High interest rates stop many deals from getting done
But interest rates have risen sharply since the beginning of the year. The interest rates for many fixed-rate loans are based in the yield on 10-year Treasury bonds, and that yield was 3.5 percent on Sept. 20. That’s up more than 200 basis points since the beginning of the year.
So far, investors are still interested in storage properties, even if financing those properties is becoming more expensive, according to a recent investor sentiment survey from Marcus & Millichap.
“Interest rate increases have not changed self-storage investor’s position on buying or selling,” Stephen Weinstock, national director of the self-storage division for Marcus & Millichap. “While self-storage remains attractive given its ‘recession-resistant’ qualities, investors shared that a significant increase in interest rates, such as 150 basis points or more, might influence their decision to continue to add self-storage to their portfolios.”
The Federal Reserve has pushed interest rates higher to fight inflation. Their efforts have certainly slowed the growth in prices for self-storage properties. Potential buyers have trimmed a few basis points from the cap rates they are willing to accept and there are fewer buyers in the market to buy properties, according to the experts interviewed for this story.

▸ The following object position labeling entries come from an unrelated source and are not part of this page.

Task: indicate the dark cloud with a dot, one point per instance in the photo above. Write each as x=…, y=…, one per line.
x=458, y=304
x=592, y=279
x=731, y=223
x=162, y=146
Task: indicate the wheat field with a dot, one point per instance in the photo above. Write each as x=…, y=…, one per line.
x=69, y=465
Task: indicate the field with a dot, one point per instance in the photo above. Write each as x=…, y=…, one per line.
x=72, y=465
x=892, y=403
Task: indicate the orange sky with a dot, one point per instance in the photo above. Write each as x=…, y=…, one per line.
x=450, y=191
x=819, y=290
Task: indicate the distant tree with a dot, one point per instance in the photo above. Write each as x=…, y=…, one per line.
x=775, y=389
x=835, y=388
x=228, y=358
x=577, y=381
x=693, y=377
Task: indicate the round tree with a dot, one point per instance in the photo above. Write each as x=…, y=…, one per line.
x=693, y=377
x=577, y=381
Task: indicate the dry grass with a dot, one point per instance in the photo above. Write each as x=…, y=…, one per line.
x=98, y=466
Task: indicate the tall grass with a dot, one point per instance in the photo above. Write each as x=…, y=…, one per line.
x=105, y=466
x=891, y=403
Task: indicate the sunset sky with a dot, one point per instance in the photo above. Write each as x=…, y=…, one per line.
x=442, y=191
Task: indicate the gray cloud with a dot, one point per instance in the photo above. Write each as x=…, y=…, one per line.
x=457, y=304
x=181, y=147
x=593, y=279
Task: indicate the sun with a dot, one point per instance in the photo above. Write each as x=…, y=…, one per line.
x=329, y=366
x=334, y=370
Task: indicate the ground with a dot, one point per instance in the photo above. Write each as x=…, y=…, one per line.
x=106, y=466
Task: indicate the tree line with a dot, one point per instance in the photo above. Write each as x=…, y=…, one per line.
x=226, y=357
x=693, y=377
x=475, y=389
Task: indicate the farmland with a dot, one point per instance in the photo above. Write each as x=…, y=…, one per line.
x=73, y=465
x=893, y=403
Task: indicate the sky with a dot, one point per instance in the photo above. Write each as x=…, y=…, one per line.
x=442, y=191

“Instead of 20 offers for a property there are now seven,” says Anthony Piscitelli, senior vice president of investments at Arcland, based in Washington, D.C. However, cap rates are still very strong—not far from their lowest lows. “The equity community is still trying to find ways into our sector it still preservers our cap rates.”
Potential buyers are also more selective about what properties they bid on.
“Fully-stabilized properties in top metropolitan statistical areas continue to draw strong interest,” says Skyview’s Schoettlin. “Secondary and tertiary market deals, early lease up, and ‘certificate of occupancy’ deals are still seeing interest but typically have fewer bidders than what we saw at the peak.”
Sellers are less willing to offer properties for sale. “There is less volume because sellers are not as confident that they can get the price they want,” says Piscitelli. “Clearly this is not a great time to sell.”
However, many investors are still eager to put their money into self storage. “Once there is clarity with interest rates, we expect numerous bidders to be active,” says Self Storage Plus’ Mehrkam.